Premium
The different pH optima and substrate specificities of extracellular and vacuolar invertases from plants are determined by a single amino‐acid substitution
Author(s) -
Goetz Marc,
Roitsch Thomas
Publication year - 1999
Publication title -
the plant journal
Language(s) - English
Resource type - Journals
SCImago Journal Rank - 3.058
H-Index - 269
eISSN - 1365-313X
pISSN - 0960-7412
DOI - 10.1046/j.1365-313x.1999.00628.x
Subject(s) - invertase , biochemistry , proline , extracellular , valine , amino acid , residue (chemistry) , biology , enzyme , raffinose , saccharomyces cerevisiae , chemistry , yeast , sucrose
Summary Different plant invertase isoenzymes are characterized by a single amino‐acid difference in a conserved sequence, the WEC‐P/V‐D box.

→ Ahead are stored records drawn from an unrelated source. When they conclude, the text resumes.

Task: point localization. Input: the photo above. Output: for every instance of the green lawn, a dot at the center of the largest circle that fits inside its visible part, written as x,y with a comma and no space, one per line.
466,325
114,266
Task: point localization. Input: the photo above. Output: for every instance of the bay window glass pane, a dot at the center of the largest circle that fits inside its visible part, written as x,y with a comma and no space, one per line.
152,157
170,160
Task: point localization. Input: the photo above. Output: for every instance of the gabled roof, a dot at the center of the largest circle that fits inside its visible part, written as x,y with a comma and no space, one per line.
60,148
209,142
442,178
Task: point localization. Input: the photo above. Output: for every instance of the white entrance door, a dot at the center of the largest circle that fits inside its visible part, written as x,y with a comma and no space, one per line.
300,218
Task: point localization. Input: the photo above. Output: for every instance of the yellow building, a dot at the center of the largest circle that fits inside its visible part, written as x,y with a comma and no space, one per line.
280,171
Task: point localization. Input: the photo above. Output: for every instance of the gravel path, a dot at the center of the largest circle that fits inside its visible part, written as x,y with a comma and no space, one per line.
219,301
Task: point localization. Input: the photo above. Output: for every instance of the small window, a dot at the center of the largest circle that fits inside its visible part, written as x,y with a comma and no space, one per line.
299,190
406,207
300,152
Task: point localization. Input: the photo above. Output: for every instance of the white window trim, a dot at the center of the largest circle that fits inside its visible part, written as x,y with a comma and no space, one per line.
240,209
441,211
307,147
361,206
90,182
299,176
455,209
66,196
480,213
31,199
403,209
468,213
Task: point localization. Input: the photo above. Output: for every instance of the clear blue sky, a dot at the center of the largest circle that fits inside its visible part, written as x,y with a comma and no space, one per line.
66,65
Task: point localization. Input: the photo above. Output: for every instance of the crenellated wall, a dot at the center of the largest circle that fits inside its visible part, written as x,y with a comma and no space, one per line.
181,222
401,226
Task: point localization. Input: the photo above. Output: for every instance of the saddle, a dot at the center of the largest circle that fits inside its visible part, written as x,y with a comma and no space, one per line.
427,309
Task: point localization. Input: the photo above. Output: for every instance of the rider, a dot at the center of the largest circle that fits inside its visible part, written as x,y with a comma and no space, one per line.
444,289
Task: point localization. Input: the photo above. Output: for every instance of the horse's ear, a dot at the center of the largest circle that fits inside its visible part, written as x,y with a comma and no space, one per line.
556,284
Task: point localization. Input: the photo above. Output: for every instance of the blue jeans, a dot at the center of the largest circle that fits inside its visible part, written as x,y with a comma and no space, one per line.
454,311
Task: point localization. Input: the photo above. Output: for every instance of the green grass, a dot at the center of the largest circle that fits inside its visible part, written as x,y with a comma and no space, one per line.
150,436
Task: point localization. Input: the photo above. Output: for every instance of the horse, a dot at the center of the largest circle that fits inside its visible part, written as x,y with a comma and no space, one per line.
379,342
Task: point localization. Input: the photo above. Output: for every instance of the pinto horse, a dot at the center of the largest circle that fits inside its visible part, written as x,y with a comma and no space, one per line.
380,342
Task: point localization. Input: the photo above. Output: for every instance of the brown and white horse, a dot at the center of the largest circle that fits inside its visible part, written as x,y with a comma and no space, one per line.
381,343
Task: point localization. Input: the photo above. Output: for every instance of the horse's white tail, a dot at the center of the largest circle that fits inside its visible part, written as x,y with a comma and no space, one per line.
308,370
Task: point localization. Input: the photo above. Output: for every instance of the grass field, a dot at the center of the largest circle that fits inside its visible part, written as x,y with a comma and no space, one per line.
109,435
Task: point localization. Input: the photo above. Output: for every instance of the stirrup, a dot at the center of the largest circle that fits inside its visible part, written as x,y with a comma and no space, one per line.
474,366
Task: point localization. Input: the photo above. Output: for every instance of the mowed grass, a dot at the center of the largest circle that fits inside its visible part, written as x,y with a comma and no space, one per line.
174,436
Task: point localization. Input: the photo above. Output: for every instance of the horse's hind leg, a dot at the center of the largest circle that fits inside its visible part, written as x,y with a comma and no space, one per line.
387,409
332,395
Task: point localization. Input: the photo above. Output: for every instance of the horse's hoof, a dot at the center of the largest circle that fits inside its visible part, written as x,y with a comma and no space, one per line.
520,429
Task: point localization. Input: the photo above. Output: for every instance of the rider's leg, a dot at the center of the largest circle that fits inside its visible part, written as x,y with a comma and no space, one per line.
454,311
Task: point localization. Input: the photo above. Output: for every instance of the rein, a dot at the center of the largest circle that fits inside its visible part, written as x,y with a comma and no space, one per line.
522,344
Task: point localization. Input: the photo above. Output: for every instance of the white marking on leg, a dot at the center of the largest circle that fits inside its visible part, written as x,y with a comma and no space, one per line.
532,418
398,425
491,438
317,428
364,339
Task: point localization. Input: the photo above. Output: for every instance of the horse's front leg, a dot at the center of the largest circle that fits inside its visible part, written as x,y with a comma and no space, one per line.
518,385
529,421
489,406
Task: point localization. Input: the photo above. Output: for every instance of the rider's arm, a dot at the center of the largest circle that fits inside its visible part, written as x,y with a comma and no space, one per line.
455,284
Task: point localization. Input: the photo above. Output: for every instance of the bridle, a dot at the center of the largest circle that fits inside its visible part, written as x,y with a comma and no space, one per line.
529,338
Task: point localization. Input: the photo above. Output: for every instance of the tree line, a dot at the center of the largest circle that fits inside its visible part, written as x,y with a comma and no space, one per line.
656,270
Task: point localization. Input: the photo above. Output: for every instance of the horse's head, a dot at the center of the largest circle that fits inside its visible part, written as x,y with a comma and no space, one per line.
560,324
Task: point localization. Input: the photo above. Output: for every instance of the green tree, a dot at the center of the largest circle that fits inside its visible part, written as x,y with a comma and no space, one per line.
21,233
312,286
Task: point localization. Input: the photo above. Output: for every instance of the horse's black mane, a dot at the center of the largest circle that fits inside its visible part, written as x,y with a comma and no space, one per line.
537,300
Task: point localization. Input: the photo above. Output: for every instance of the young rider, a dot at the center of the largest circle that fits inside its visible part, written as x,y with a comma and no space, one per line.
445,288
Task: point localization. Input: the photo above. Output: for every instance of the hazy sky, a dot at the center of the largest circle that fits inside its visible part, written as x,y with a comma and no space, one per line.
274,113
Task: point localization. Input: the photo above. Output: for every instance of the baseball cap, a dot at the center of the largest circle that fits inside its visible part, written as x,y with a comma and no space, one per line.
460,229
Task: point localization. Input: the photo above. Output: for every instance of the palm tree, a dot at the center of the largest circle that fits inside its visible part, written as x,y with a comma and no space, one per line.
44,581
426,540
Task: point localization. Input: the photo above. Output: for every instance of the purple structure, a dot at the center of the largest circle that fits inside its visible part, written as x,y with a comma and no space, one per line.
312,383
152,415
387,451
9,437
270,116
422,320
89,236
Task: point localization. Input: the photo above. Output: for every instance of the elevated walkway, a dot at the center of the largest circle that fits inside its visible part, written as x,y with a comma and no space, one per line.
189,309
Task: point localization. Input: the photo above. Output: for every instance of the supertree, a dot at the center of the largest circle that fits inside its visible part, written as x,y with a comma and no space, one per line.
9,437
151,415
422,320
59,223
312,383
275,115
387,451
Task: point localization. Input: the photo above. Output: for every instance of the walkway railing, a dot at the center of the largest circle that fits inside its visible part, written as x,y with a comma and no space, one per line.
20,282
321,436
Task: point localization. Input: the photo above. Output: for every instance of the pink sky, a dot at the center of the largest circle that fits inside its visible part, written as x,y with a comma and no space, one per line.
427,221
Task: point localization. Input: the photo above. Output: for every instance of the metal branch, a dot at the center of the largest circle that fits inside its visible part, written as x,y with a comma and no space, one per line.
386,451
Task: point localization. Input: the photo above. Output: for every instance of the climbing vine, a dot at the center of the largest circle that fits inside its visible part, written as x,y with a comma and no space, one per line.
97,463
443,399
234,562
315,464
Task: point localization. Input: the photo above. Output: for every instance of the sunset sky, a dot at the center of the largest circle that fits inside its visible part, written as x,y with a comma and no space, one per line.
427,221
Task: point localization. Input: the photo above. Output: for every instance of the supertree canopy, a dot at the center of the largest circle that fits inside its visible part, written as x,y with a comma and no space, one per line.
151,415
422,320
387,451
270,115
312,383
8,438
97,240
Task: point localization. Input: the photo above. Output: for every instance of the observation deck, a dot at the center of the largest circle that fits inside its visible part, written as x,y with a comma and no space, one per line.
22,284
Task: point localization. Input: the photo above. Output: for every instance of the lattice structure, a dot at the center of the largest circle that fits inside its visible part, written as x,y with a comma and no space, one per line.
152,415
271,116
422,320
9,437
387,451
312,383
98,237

A proline residue is present in this sequence motif of extracellular invertase sequences, whereas a valine is found at the same position of vacuolar invertase sequences. The role of this distinct difference was studied by substituting the proline residue of extracellular invertase CIN1 from Chenopodium rubrum with a valine residue, by site‐directed muta‐ genesis. The mutated gene was heterologously expressed in an invertase‐deficient Saccharomyces cerevisiae strain. The single amino‐acid difference was shown to be the molecular basis for two enzymatic properties of invertase isoenzymes, for both the pH optimum and the substrate specificity. A proline in the WEC‐P/V‐D box determines the more acidic pH optimum and the higher cleavage rate of raffinose of extracellular invertases, compared to vacuolar invertases that have a valine residue at this position.